Apple’s new tablet offering has garnered mixed reactions from the business community. The most pervasive (and legitimate) criticism centers on the iPad’s lack of true multitasking, a feature busy professionals simply expect of any new device. Do a few quick web searches and you’ll notice a theme familiar to anyone that has watched consumer reaction to Apple products over the years—waiting until the next release, or the just-announced Google/Verizon tablet.
We’re not waiting. As soon as the iPad was unveiled, my team saw its potential and ordered a few. For $31 worth of apps, total, we’ve turned the device into a powerful way to show off our products and keep our travelers in sync with each other and our Austin HQ. Our Sales Directors, Client Success Directors and Market Developers attend around 30 total events per quarter, from the Bay Area to London and beyond. When they bring along fully-equipped iPads to each conference, show, meeting and client dinner, they’re bringing with them a way to enrich each interaction.
As a Sales Director told me today, prospective clients were drawn to him and the iPad as he walked around an event earlier this week, giving impromptu demos and generating a huge amount of interest from people that might have walked right past a stationary vendor booth.
With our iPads…
- …interactive product demos become fully-mobile.
- …contacts and leads are managed and updated in real-time.
- …communication and collaboration become more fluid than ever before.
DropBox: The central hub
DropBox is a free app that makes everything else possible, and astoundingly simple. I had used the desktop app before to share files between my home and work computers. When I learned of the iPad and iPhone versions, I instantly downloaded them and began testing ways to complete the loop.
After installing DropBox on one of our work computers and all of our iPads, I created a central account and logged in on each device. Sharing files with the road team is now as easy as dropping them into the “My DropBox” folder at work. In a matter of seconds, the traveling iPads will have downloaded the docs. Displaying and editing them is a different story. Enter the paid apps.
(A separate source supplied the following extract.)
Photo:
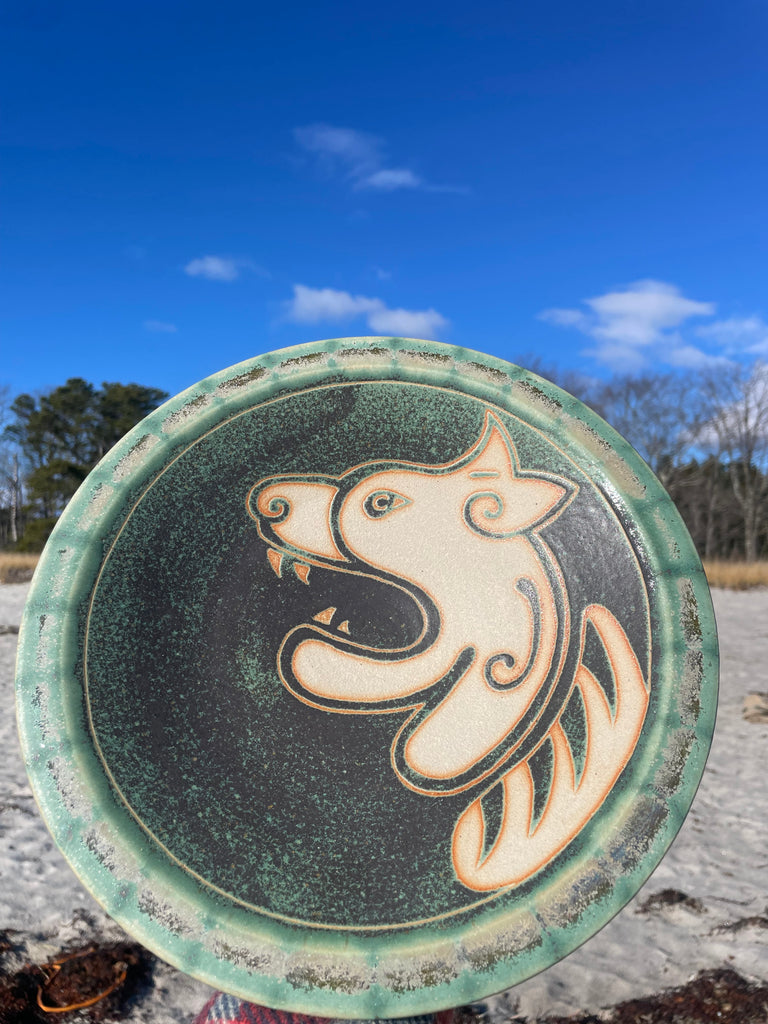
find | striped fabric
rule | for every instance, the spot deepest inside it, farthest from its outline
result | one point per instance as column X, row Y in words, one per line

iWork: Apple’s productivity suite
Pages, KeyNote and Numbers comprise iWork, and cost $10 each. Each of them seamlessly integrates with DropBox to display and edit the files that DropBox delivers. If Charlotte, our Event Marketing Manager wants to share a slide deck, Word doc or spreadsheet, she drags it into her DropBox folder. The team can then preview the file within DropBox on the iPad, or pick one of iWork’s apps from the “Open In” dropdown list for more functionality and editing.
Each of the iWork apps is surprisingly robust for what is, in essence, a mobile experience. Presentations with KeyNote look beautiful on the touch screen, and users can pick from a nice array of transitions while making any changes to the deck on the fly. Pages is a fully-featured word processor that can handle the doc creation process from start to finish with no hiccups. Numbers has the functionality of Excel in a more intuitive and aesthetically-pleasing interface. Files are automatically saved after edits, but cannot then be reinserted into DropBox. Instead, given the iPad’s lack of an accessible hard drive, updated docs must be sent via email. Luckily, this is easy to do from within each of iWork’s apps. In fact, exporting and sending via email is central to almost every productivity app I’ve used on the iPad.
Other apps: Fill in the gaps
Although DropBox natively supports .PDFs, it also exports to GoodReader, a nifty $.99 app that provides more tools and a better viewing experience.
Adobe’s Ideas app is a free, super-simple “digital sketchbook” that lets users create images from scratch, or spice up images and photos.
Roambi, also free, converts data from spreadsheets and Salesforce into dynamic visualizations. It’s a great app for presentations.
Ever wish you could quickly pull up Web pages when your connection is spotty or broken? Offline Pages saves pages for future browsing from a bookmarklet in Safari, free.
Apple and Microsoft…in harmony?
The iPad syncs e-mail, calendars and contacts through almost exactly the same interface iPhone users are used to. This means that it supports Microsoft Exchange accounts, along with Mobile Me, Gmail, Yahoo Mail and AOL. Using the iPad’s Microsoft Exchange integration, my team only has to enter their individual account information once per trip for access to the same e-mail, calendar and contacts they use from our Austin HQ.
Not perfect, but well worth it
Is the iPad a game-changer for business? Not yet; perhaps in future iterations. That said, it’s still a huge value-add to our organization, and it has the potential to be the same for thousands of other businesses—at its current price, in its current release. The apps will only get better, and the hardware add-ons hitting the market every day will extend its functionality and uses well beyond what we see today.
Do you or your company have an iPad? How do you use it (or plan on using it) for business? Has it added value to your organization?